Siegel will follow the waltzes with two impromptus: one in E-flat major, the other in F minor. Impromptus are pieces that the pianist improvises while playing. As in the case of the waltzes, he wrote them down later. Some of Schubert's darkest compositions fall into that category and represent mortal man asking, "Why?"

In concert
Jeffrey Siegel performs 'Schubert in the Age of the Sound-Byte'
» Where: George Mason University Center for the Arts, 4400 University Drive, Fairfax
» When: 7 p.m. Sunday
» Info: $19 to $38, tickets for youth through grade 12 are half price when accompanied by an adult; 888-945-2468;

Despite having lived only 31 years, Schubert was a leader in the early Romantic era. He wrote nearly a thousand works, including seven complete symphonies, dozens of solo piano pieces, sonatas, dances, chamber works, 18 operas and choral works, among them six Masses. Sadly, he was not recognized for his talent during his lifetime. Fame came only after those who followed him discovered his works and played them before appreciative audiences.

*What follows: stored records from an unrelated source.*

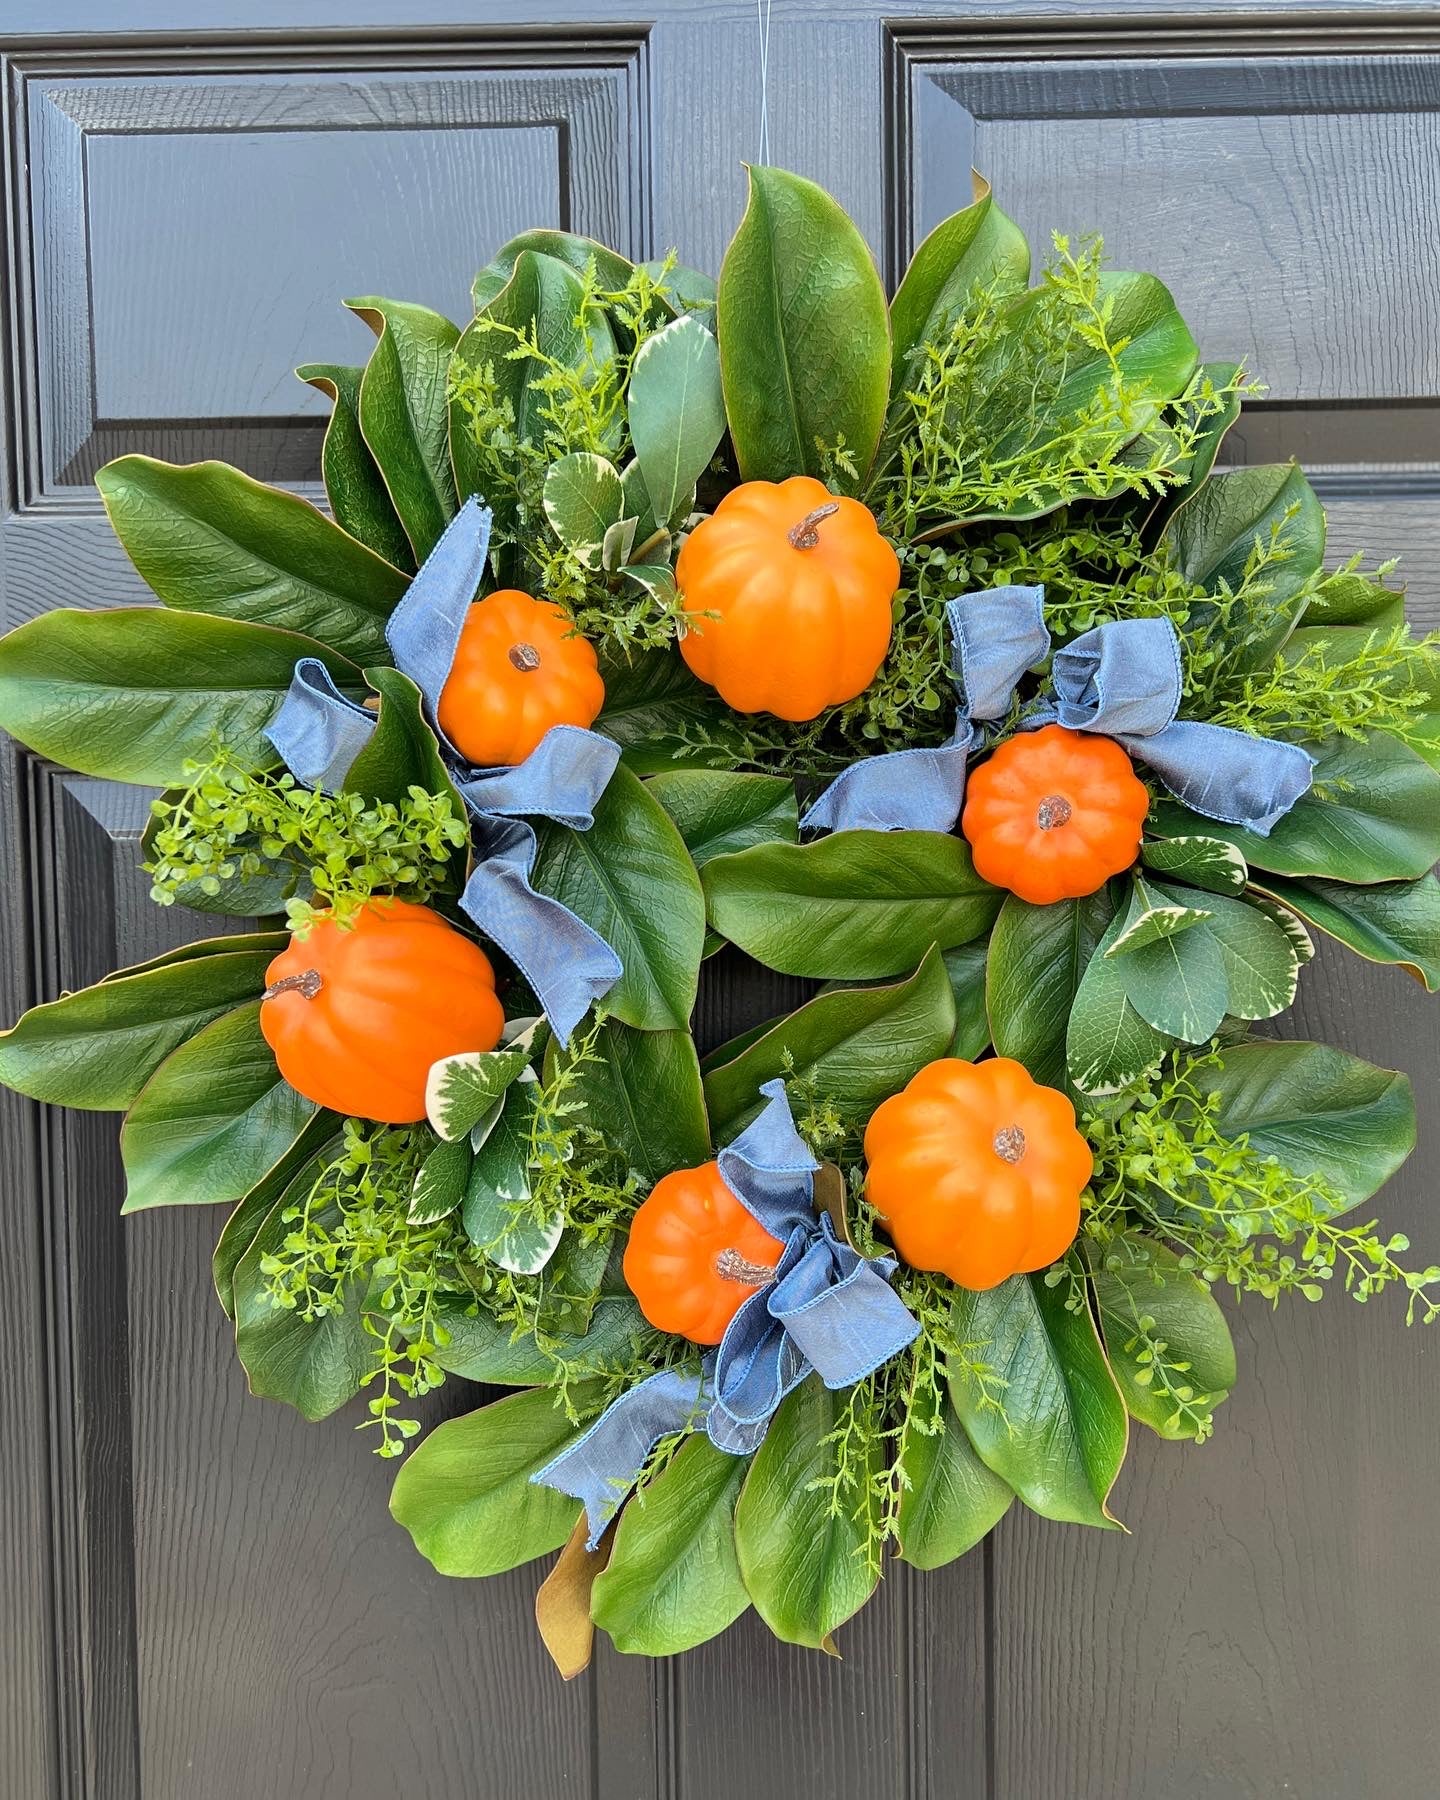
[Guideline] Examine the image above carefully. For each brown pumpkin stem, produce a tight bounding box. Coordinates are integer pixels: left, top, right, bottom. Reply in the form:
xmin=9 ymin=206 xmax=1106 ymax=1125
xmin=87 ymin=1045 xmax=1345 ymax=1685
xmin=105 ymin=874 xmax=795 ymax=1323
xmin=786 ymin=502 xmax=840 ymax=550
xmin=1036 ymin=794 xmax=1073 ymax=830
xmin=508 ymin=642 xmax=542 ymax=672
xmin=714 ymin=1248 xmax=778 ymax=1287
xmin=992 ymin=1125 xmax=1026 ymax=1164
xmin=262 ymin=969 xmax=323 ymax=1002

Siegel devotes the second portion of the concert to the Sonata in B-flat, a work revered by many. "It has an other-world serenity with joyful tunes and rhythms, yet you can hear that he is dying with one foot in heaven and the other on Earth," he said. "It's a touching communication, one of the purest pieces Schubert wrote. Through these few works, I want the audience to discover infinite aspects of his personality. They range from periods of serenity to demonic moments."

The George Mason audience is special to Siegel. Many are regulars at his concerts because they are fervent music lovers, while novices come to give classical music a try in the Keyboard Conversations format. He will close the season in April with "Listen to the Dance," a program that spotlights the dance idiom used by composers Strauss, Chopin, Prokofiev, Albeniz, Granados, Shostakovich and Smetana.

"One of the joys of being a pianist is playing the wonderful repertoire," he said. "But for every program that I select, there are three or four hours of the composer's music that I would like to include. Some day, I will have a marathon concert."